PURPOSE : Coordination of group activity is rarely more important than in a singing group that has no designated conductor. This paper aims to explore the group dynamics in an 11-man singing group whose members, all over 60, have without exception occupied senior leadership positions in their working careers. The study arose because responses to a wider research study revealed interesting perceptions of leadership issues in the group.
DESIGN/METHODOLOGY/APPROACH : All the members participated in semi-structured interviews and interpretative phenomenological analysis of the responses was used to process the responses. This enabled the identification of practices that support the group’s success and illustrated how this group of practiced “leaders” respond to a (relatively) conductorless situation.
FINDINGS : It was confirmed that the group exhibits several characteristics of self-managed teams and string quartets.
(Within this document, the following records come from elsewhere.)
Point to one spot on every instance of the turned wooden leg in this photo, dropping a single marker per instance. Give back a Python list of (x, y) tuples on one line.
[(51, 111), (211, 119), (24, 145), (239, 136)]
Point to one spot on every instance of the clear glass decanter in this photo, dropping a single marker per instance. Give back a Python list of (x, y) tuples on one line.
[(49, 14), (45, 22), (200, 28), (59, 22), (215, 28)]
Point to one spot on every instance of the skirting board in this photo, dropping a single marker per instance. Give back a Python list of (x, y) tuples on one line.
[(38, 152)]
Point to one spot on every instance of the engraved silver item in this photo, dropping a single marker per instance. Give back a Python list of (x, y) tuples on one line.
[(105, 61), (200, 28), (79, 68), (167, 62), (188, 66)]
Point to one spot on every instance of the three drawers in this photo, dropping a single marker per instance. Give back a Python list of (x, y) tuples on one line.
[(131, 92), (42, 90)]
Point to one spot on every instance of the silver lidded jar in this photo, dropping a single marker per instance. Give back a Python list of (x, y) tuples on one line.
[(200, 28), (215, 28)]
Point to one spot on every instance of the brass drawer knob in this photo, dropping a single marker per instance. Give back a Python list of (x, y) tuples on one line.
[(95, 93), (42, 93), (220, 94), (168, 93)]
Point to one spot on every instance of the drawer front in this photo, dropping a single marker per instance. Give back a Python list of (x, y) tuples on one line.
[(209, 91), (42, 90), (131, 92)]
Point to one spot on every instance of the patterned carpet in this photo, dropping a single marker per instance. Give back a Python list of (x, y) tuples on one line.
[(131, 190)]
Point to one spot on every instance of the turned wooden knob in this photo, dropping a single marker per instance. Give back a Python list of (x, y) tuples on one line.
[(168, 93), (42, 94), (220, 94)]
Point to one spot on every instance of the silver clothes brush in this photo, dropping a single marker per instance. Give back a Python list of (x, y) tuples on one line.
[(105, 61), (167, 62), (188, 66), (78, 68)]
All members felt empowered to take a lead, although their backgrounds might have predisposed them to take such initiatives anyway. But the long-serving female accompanist is, by virtue inter alia of her superior musicianship, which appears to overcome any gender bias, in many respects the de facto leader. In performance, the singers synchronize their singing in response to cues from each other, but this could work better if given more specific attention.
ORIGINALITY/VALUE : Whereas conducted choirs have been extensively studied, such a self-managed group of amateur singers, all of whom are accustomed to leading in their working careers, has apparently not been studied. This study sheds some light on techniques for overcoming the challenges of creating quality performance in such a group and insights for similar groups, not necessarily musical, are identified.